NVIDIA H100s top Graph500 on CoreWeave cluster
The GPU superpower ran a Graph500 breadth-first search that reached 410 trillion traversed edges per second.
NVIDIA achieved a Graph500 breadth-first search (BFS) result of 410 trillion traversed edges per second on an accelerated computing cluster hosted in a CoreWeave data center in Dallas, using 8,192 H100 GPUs to process a graph of 2.2 trillion vertices and 35 trillion edges.
The run ranked No. 1 on the 31st Graph500 BFS list, the company said in a statement. NVIDIA said the result more than doubled the performance of comparable entries on the list, including runs hosted in national labs.
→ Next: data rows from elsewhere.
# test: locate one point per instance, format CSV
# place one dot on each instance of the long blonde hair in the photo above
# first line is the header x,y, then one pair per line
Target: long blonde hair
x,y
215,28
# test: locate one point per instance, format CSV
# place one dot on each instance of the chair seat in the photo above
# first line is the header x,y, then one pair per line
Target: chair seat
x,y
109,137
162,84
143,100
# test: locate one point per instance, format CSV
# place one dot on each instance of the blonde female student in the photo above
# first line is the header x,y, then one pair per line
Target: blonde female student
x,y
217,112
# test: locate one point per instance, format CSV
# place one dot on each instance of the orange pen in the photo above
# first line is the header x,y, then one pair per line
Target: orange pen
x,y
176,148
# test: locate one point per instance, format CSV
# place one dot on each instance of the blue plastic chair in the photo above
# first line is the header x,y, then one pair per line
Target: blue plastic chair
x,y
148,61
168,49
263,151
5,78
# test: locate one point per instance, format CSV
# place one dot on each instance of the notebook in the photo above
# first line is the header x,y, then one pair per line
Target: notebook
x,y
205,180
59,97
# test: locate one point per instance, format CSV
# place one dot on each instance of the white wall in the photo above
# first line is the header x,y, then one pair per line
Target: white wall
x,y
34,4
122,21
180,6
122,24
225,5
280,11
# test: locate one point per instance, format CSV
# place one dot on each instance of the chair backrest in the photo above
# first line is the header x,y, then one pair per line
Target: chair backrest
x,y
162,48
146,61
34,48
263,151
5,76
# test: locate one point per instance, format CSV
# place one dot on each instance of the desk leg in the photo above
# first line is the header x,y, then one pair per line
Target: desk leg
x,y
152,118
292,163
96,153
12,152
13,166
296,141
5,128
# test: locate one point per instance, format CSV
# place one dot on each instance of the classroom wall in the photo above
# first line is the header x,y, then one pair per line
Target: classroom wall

The company said the submission used just over 1,000 nodes compared with about 9,000 nodes for a comparable top-10 entry, delivering roughly three times better performance per dollar. NVIDIA highlighted that saving hardware and time reduced costs at this scale.
NVIDIA said it reached the result by combining its CUDA platform, Spectrum-X networking, H100 GPUs and a new active messaging library, and by reengineering graph processing so active messaging runs entirely on GPUs. A custom framework using InfiniBand GPUDirect Async and the NVSHMEM parallel programming interface enabled GPU-to-GPU active messages and large-scale message aggregation, the company added.
The company illustrated the scale by saying a global social graph of 1.2 trillion edges could be searched in about three milliseconds. It said the win shows the NVIDIA computing platform can expand access to acceleration for very large sparse and irregular workloads and that developers can use NVSHMEM and IBGDA to scale large HPC applications on commercially available infrastructure.
The Recap
- NVIDIA reached 410 trillion traversed edges per second on Graph500.
- Run used 8,192 H100 GPUs on CoreWeave cluster.
- Result processed a graph of 2.2 trillion vertices.